Mac knows that Murdoc isn't capable of compassion, that he didn't save Mac because he cared about whether the blond lived or died but because it was the easiest way to protect himself. But unlike Murdoc, Mac can feel. And regardless of the circumstances, he automatically feels thankful to anyone who saves his life. Even if that person is incapable of returning the thanks or merely accepting it.

Murdoc has been fascinated with Mac since their first meeting, since the day Mac successfully became the first person to avoid the assassin's bullets and catch him in the act. But, truth be told, he isn't the only one.

Mac has found himself thinking about Murdoc more and more as of late, fascinated with the way he doesn't care just as much as Murdoc is fascinated with the way that Mac does.

It's an oxymoron, a paradox, a blip in the system. It's two opposing sides of the same coin.

Mac can only hope that those two sides remain separate.


How can someone be so kind when the world has turned against them? How can they keep wanting to help, wanting to save others, when no one has ever tried to return the favor?

It's a puzzle Murdoc has tried to figure out, a code he's been attempting to break since MacGyver refused to pull the trigger that day in the junkyard and sent Murdoc away in handcuffs instead. The little blond boy captured Murdoc's attention with his peculiar inventions and kept it with his annoyingly persistent sense of optimism—realism, Mac's voice corrects in Murdoc's mind. 

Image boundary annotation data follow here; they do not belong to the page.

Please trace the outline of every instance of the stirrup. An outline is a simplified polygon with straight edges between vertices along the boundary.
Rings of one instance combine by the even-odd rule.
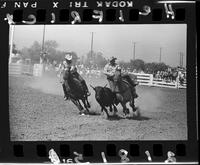
[[[87,95],[87,96],[90,96],[90,95],[91,95],[91,93],[90,93],[89,91],[87,91],[87,92],[86,92],[86,95]]]

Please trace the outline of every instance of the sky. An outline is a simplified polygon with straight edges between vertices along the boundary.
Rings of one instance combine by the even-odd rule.
[[[44,25],[16,25],[14,43],[18,49],[30,47],[34,41],[42,43]],[[102,52],[104,57],[115,56],[118,60],[135,58],[145,62],[161,61],[170,66],[180,63],[179,52],[184,54],[186,65],[186,24],[146,25],[46,25],[45,40],[55,40],[58,50],[74,51],[85,56],[91,49]]]

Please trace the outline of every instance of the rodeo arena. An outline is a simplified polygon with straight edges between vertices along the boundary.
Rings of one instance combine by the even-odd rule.
[[[11,50],[8,73],[11,140],[187,139],[186,68],[169,67],[146,73],[121,67],[121,72],[136,82],[133,88],[137,96],[127,99],[132,94],[127,82],[128,91],[124,88],[115,96],[105,68],[98,68],[93,62],[85,66],[78,60],[74,68],[84,79],[89,94],[71,79],[72,85],[68,84],[73,89],[66,98],[65,59],[50,61],[47,52],[41,50],[40,61],[33,63]]]

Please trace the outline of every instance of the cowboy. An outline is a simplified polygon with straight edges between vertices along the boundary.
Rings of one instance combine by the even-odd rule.
[[[81,82],[81,84],[82,84],[82,86],[85,90],[85,94],[87,96],[89,96],[90,92],[88,90],[88,87],[86,85],[85,80],[80,76],[80,74],[77,72],[77,68],[72,63],[71,53],[67,53],[65,55],[65,61],[63,61],[63,67],[64,67],[64,70],[65,70],[65,73],[70,71],[72,73],[72,75]],[[62,83],[62,86],[63,86],[64,95],[65,95],[64,99],[67,100],[69,98],[68,92],[69,92],[70,89],[69,89],[68,83],[65,81],[65,80],[68,79],[68,77],[66,77],[66,74],[64,74],[63,79],[64,79],[64,81]]]
[[[125,72],[122,73],[121,67],[116,63],[116,60],[117,60],[116,57],[111,57],[109,63],[106,64],[106,66],[104,67],[104,74],[107,75],[107,79],[111,90],[115,93],[119,92],[118,82],[120,81],[120,78],[122,78],[125,79],[130,84],[132,96],[134,98],[137,98],[138,95],[135,91],[135,86],[138,85],[138,82],[132,80],[128,73]]]

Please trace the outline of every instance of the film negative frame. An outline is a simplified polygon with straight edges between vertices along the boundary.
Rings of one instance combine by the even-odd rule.
[[[20,5],[15,5],[18,2]],[[197,47],[196,47],[196,3],[194,1],[139,1],[134,0],[133,7],[97,7],[96,1],[87,2],[88,8],[67,6],[68,1],[1,1],[1,111],[0,111],[0,162],[49,162],[48,154],[54,149],[60,160],[83,154],[80,162],[119,163],[123,162],[119,151],[128,151],[129,163],[156,163],[167,159],[167,152],[176,155],[177,162],[197,164],[198,162],[198,106],[197,106]],[[103,1],[104,2],[104,1]],[[36,5],[37,4],[37,5]],[[27,7],[26,7],[27,5]],[[37,7],[36,7],[36,6]],[[122,5],[122,4],[121,4]],[[167,7],[166,7],[166,6]],[[173,7],[173,12],[170,7]],[[20,7],[19,7],[20,6]],[[148,8],[150,7],[150,8]],[[151,10],[149,10],[151,9]],[[166,9],[169,11],[167,12]],[[61,11],[62,10],[62,11]],[[94,10],[103,12],[103,20],[92,18]],[[62,20],[62,12],[76,14]],[[123,12],[123,17],[120,15]],[[54,15],[52,15],[54,13]],[[81,21],[76,18],[77,13]],[[168,13],[168,14],[167,14]],[[38,141],[11,142],[8,106],[8,57],[9,57],[9,20],[7,14],[13,15],[16,25],[22,24],[187,24],[187,141]],[[35,18],[30,14],[35,15]],[[174,14],[174,15],[173,15]],[[120,17],[121,16],[121,17]],[[54,17],[56,18],[54,20]],[[174,18],[173,18],[174,17]],[[8,20],[6,21],[5,18]],[[61,20],[61,21],[60,21]],[[9,22],[11,21],[11,22]],[[35,22],[36,21],[36,22]],[[52,22],[53,21],[53,22]],[[149,151],[152,160],[148,160]],[[77,152],[77,153],[74,153]],[[102,152],[106,160],[102,158]],[[79,155],[80,156],[80,155]],[[69,161],[70,162],[70,161]],[[126,162],[126,161],[125,161]]]

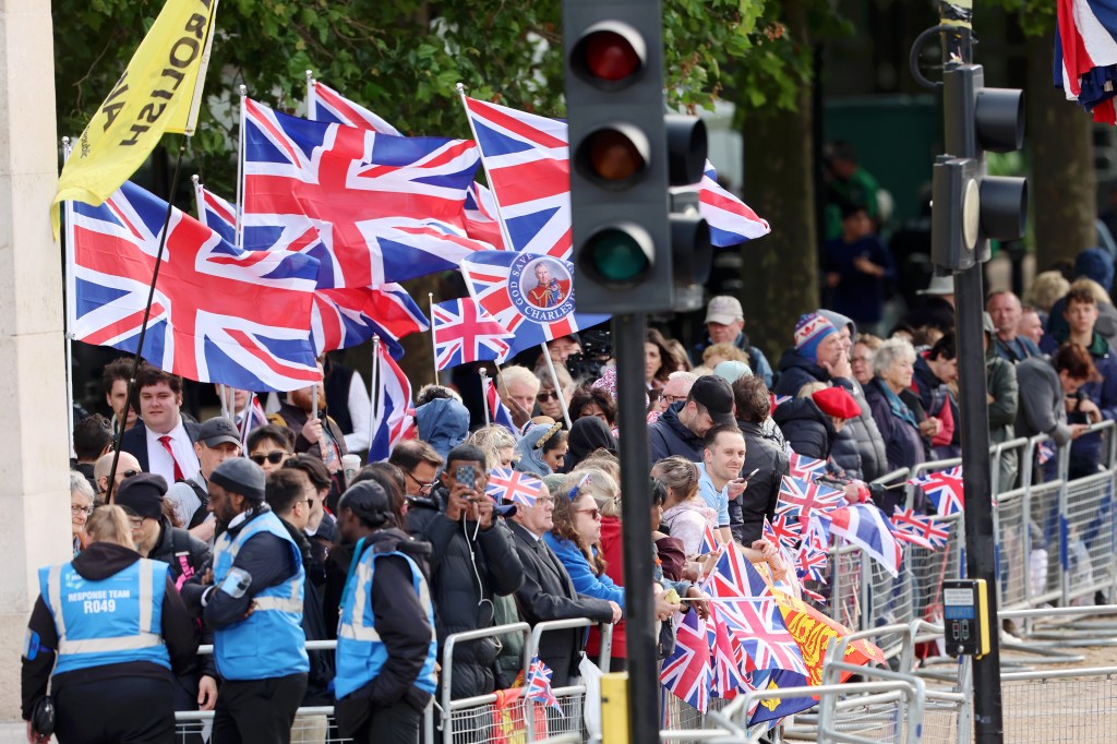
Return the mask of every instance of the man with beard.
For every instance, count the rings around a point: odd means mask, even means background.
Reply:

MacGyver is an enigma, a perfect example of the good in a world that has never been good. He's a case study of Murdoc's, a fascination turned obsession, a shining piece of humanity that challenges all of the beliefs that Murdoc holds—the beliefs that led him into his chosen profession. MacGyver is a challenge, too, an opportunity too golden for Murdoc to overlook, a chance for him to prove to the world and to himself that anything good can be broken if one only bends it hard enough. Murdoc has told MacGyver as much, told him through his particular style of speaking in riddles, half-truths, and pointless anecdotes that sets anyone and everyone on edge—everyone, that is, but MacGyver.

The little blond boy was irritating at first, unyielding even to Murdoc's most successful tricks, but the more he learns of Angus MacGyver, the easier it is for him to find the right buttons to push, and the closer he gets to breaking the perfect little agent. When he pointed that gun at MacGyver's chest in that warehouse, Murdoc knew he wasn't going to kill him, knew he needed MacGyver alive so he could escape without a bullet from the blond's pet bodyguard in his gut. And he also knew what it would do to MacGyver, knowing that the "cold, emotionless" Murdoc spared his life, saved his life. To break MacGyver's mind, Murdoc must first break his trust in the system of logic he holds dear.

Murdoc told MacGyver that they were more similar than the little blond boy was willing to believe, and he meant it—there's a darkness inside MacGyver, an anger, a raging fire that only Murdoc knows how to stoke. He has a plan that started the day MacGyver wrapped his delicate hands around Murdoc's throat, and it's well into motion now.

The fire inside MacGyver needs time to grow before it can burn everything good about him to ash. Murdoc is willing to wait.

He knows that when he's ready, MacGyver will fall right into his trap.